Back on the other side of the station across the Tenmagawa River is Hosenbo Temple (below) which was next and also possesses a bombed tree that takes centre stage. There are actually 170 remaining A-bombed trees within an approximate 2km radius of the hypocenter which is quite remarkable given that it was said that nothing would grow in the area for 75 years after the war.
It really was a cold morning and after I passed the A-Bomb Dome (above) I was so glad to get inside for a bit and warm up my hands and feet as I cut through some shopping centre en-route to my final port of call. That (below) was Nobori-machi Church; a national important cultural property constructed to serve as a memorial for the victims of the atomic bombing and the war, and as a prayer for world peace.
Bonus: Time now for all the extra little bits which haven’t really got an obvious blog entry to be slotted into. First, is the huge restaurant (below) which we went to on our first night in town and is by far the largest kaiten-zushi (conveyor-belt style) place I’ve ever been to…and quite possibly the nicest and tastiest sushi too.
Being able to watch a few live football matches (below) on my parents-in-law’s giant TV screen was nice and I was even able to enjoy an Emperor’s Cup semi-final match with some Cadbury’s Dairy Milk Caramel which my mother-in-law had bought at the airport on the way back from our trip to Singapore last month. As well as the final on New Years Day I also watched the Empress’ Cup Final which was sandwiched in between the two as the legendary Nadeshiko Japan player Homare Sawa brought the curtain down on her long career with the winning goal. The chocolates were this time replaced with Momiji the dog.
More sport now and it was table tennis (below) that my mother-in-law wanted to play against me this time (we played tennis back in Golden Week last year). Back in the late 90’s I used to play the game fairly regularly during the Summer holidays and it really did feel good to have a knockabout.
The sunrise (above) was shot from the apartment on the morning after I had got up at 5am for a midweek Foxes football match. My father-in-law regularly gets to see such a beautiful sight and it was a great way to start off the day when I went to Onomichi by myself to track down the filming locations from Japanese animated series ‘Kamichu!’ (2005).
Spending time with Momiji (below) is always a highlight of any trip to Japan’s 10th largest city and a lot of time was spent in her presence playing with her, walking her and so on.
One of the things I most like about Hiroshima is all the mountains in the vicinity. On our final day I went out alone to climb the nearest mountain to the apartment which is Mount Kairoyama standing tall at a whopping 50 metres or so! On another afternoon we returned to Gokurakujiyama which we first went to in March 2014. Gokurakujiyama roughly translates as heaven temple mountain but it was a little cloudy this time so the views were slightly restricted.

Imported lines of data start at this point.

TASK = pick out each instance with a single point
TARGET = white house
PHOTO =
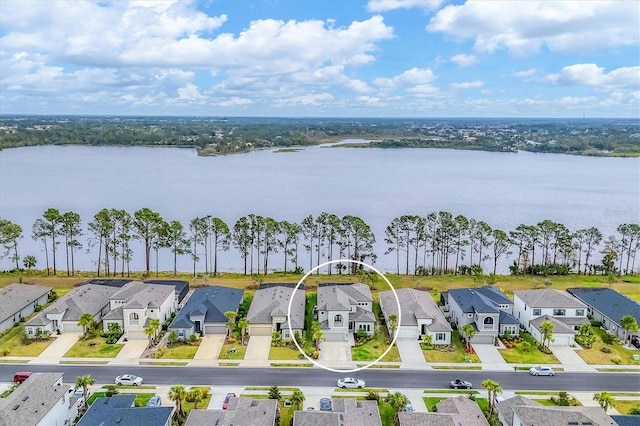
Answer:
(343, 309)
(565, 312)
(420, 315)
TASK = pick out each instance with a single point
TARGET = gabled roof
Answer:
(611, 303)
(416, 304)
(241, 411)
(15, 297)
(273, 301)
(33, 399)
(211, 301)
(548, 298)
(118, 410)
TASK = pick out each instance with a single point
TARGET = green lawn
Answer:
(180, 351)
(96, 347)
(225, 352)
(596, 356)
(517, 355)
(12, 341)
(458, 356)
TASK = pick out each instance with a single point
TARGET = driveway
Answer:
(257, 354)
(491, 358)
(411, 354)
(57, 349)
(570, 360)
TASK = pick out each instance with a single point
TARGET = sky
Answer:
(313, 58)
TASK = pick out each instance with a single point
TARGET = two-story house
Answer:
(565, 312)
(343, 309)
(486, 308)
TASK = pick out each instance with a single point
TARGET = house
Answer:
(268, 311)
(344, 411)
(486, 308)
(135, 304)
(41, 400)
(520, 410)
(120, 410)
(565, 312)
(181, 288)
(455, 411)
(204, 311)
(420, 315)
(64, 314)
(343, 309)
(608, 306)
(241, 411)
(18, 301)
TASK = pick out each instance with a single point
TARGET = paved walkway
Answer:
(570, 360)
(491, 358)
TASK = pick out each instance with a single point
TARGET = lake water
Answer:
(503, 189)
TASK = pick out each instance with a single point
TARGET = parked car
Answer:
(460, 384)
(541, 370)
(350, 382)
(227, 398)
(128, 379)
(21, 376)
(325, 404)
(155, 401)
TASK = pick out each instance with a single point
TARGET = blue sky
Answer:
(334, 58)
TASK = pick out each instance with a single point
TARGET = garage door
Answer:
(260, 330)
(215, 329)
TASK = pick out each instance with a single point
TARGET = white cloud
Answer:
(467, 85)
(386, 5)
(464, 60)
(524, 27)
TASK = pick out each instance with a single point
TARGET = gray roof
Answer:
(15, 297)
(34, 399)
(611, 303)
(88, 298)
(274, 301)
(548, 298)
(345, 411)
(241, 411)
(416, 304)
(118, 410)
(212, 302)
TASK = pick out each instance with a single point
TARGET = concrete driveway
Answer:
(57, 349)
(411, 354)
(570, 360)
(491, 358)
(257, 354)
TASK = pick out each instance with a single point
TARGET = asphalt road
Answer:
(377, 378)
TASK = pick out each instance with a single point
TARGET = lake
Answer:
(503, 189)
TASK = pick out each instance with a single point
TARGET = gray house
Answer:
(204, 311)
(19, 301)
(608, 306)
(486, 308)
(420, 315)
(268, 311)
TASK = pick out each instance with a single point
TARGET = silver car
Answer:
(350, 382)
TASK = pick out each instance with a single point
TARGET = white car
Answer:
(541, 370)
(128, 379)
(350, 382)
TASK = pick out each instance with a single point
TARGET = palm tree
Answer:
(604, 400)
(84, 382)
(297, 397)
(178, 394)
(86, 321)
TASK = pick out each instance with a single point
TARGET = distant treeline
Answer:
(438, 243)
(215, 136)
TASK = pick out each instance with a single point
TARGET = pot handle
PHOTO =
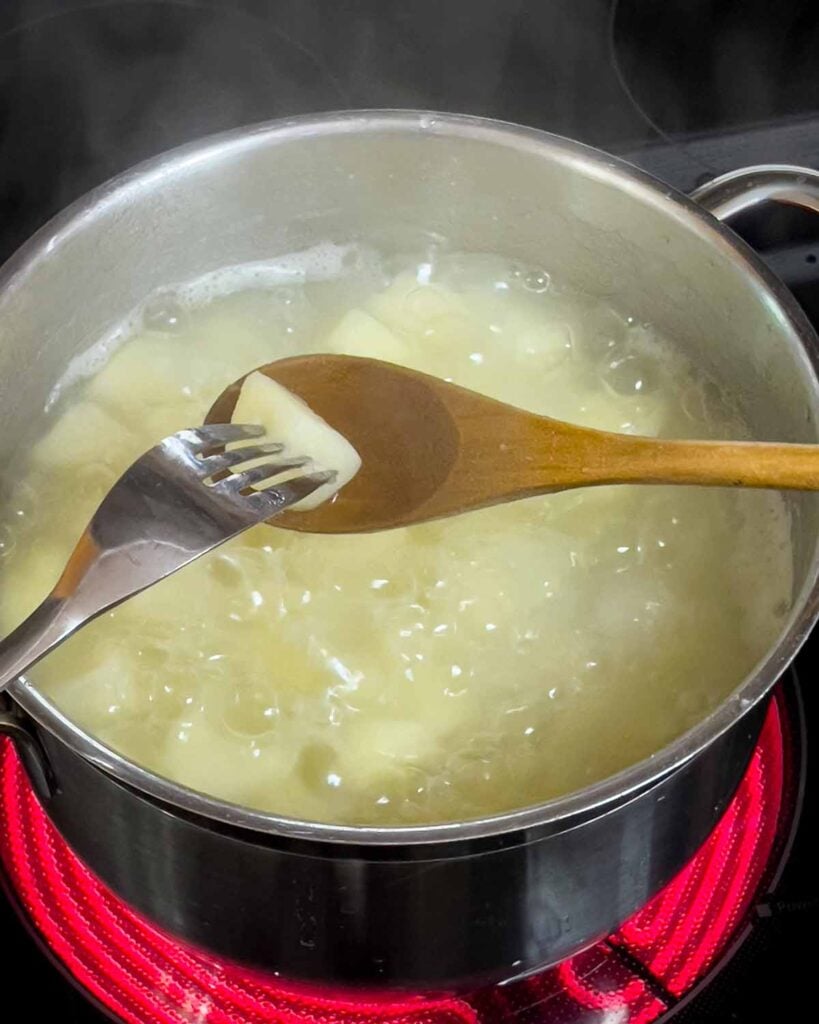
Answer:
(15, 726)
(736, 192)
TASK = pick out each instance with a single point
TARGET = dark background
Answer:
(687, 88)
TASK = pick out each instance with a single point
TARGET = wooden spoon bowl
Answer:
(430, 449)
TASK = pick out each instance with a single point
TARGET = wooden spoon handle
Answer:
(736, 464)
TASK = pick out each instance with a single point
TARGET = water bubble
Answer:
(165, 313)
(631, 375)
(536, 281)
(7, 541)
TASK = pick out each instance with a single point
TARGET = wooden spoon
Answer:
(430, 449)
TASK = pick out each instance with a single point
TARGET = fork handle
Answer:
(45, 629)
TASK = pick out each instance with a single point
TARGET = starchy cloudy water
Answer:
(441, 672)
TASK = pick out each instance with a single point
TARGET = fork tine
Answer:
(291, 491)
(213, 464)
(241, 481)
(201, 438)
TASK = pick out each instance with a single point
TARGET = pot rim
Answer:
(595, 163)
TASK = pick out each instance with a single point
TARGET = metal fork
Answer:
(179, 501)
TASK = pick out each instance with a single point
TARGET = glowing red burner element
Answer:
(142, 976)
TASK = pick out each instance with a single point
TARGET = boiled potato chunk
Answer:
(359, 334)
(287, 419)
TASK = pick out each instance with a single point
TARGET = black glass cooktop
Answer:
(685, 88)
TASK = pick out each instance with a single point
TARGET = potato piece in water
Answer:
(287, 419)
(359, 334)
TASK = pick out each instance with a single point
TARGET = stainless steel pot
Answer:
(455, 903)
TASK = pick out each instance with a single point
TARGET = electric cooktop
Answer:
(685, 88)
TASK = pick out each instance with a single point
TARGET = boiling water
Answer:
(441, 672)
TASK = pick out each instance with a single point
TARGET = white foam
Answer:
(325, 261)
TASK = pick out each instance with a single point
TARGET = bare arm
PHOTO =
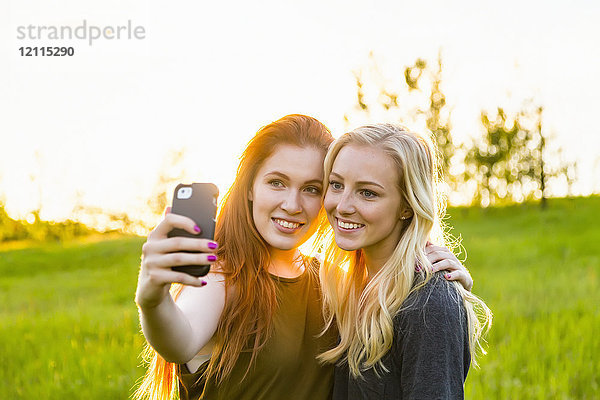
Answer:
(177, 330)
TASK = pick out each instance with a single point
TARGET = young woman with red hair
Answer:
(251, 328)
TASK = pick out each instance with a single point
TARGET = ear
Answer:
(407, 213)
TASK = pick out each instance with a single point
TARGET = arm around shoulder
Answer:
(432, 345)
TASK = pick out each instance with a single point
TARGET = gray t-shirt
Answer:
(430, 356)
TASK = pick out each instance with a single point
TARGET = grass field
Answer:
(69, 328)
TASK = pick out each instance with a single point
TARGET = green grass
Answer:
(69, 328)
(538, 272)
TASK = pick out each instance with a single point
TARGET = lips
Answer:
(287, 225)
(348, 226)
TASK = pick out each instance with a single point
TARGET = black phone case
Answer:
(202, 208)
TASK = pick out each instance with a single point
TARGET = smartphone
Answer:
(197, 201)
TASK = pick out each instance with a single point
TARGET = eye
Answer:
(336, 185)
(368, 194)
(276, 183)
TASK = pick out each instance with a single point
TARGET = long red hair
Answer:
(244, 257)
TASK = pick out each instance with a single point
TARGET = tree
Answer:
(509, 162)
(415, 96)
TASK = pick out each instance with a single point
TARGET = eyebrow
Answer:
(284, 176)
(358, 183)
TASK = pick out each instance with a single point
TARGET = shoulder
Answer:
(436, 303)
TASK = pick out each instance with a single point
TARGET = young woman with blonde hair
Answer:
(405, 332)
(250, 329)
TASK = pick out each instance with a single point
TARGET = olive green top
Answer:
(286, 367)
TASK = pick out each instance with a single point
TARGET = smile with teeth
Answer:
(287, 224)
(349, 225)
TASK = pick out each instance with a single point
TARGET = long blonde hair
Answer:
(246, 321)
(363, 307)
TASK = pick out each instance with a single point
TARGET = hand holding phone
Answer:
(197, 201)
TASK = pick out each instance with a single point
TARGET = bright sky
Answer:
(206, 77)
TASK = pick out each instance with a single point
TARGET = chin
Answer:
(347, 246)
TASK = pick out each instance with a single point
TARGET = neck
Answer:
(374, 263)
(286, 263)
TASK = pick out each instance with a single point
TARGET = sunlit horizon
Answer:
(94, 129)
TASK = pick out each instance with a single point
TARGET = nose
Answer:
(291, 202)
(345, 205)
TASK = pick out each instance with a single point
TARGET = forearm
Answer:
(168, 331)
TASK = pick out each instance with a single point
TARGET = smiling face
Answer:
(363, 202)
(286, 196)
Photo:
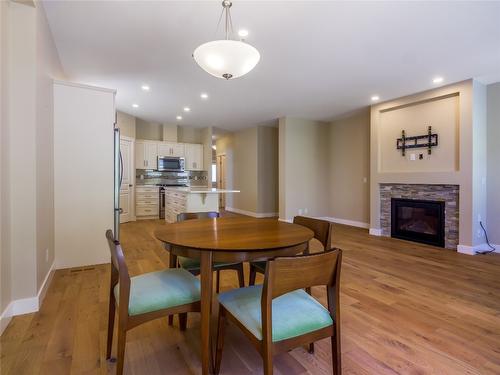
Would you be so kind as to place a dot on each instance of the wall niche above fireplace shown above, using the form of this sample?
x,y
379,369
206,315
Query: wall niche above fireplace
x,y
418,220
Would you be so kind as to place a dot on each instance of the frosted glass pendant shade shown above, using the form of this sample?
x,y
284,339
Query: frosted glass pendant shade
x,y
226,58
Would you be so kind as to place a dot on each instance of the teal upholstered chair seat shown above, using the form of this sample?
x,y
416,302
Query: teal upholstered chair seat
x,y
293,314
161,290
194,264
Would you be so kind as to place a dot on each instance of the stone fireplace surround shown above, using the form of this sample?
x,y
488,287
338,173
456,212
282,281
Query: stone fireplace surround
x,y
447,193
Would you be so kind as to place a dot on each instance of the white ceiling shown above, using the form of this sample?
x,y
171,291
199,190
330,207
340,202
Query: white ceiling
x,y
319,60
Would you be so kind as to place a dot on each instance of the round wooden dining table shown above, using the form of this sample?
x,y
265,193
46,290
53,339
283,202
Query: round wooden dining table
x,y
228,239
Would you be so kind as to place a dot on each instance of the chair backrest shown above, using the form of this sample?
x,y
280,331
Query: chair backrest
x,y
322,229
197,215
286,274
119,270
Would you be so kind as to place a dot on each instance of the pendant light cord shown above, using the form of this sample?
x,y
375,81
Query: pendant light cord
x,y
228,22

On the way back from Gokurakujiyama we stopped somewhere and I saw this shrine torii gate (below) which I guess was part of the Christmas and New Year illuminations.
The final picture (above) is of a simple but very tasty dish we ate called kawara soba which consists of baked soba noodles, scrambled egg, beef, seaweed and grated daikon radish. This is a speciality of the neighbouring Yamaguchi prefecture and is usually served on a heated kawara tile. Soldiers would heat kawara tiles during the civil war in the 19th century and cook wild grass and meat on them and thus kawara soba was born.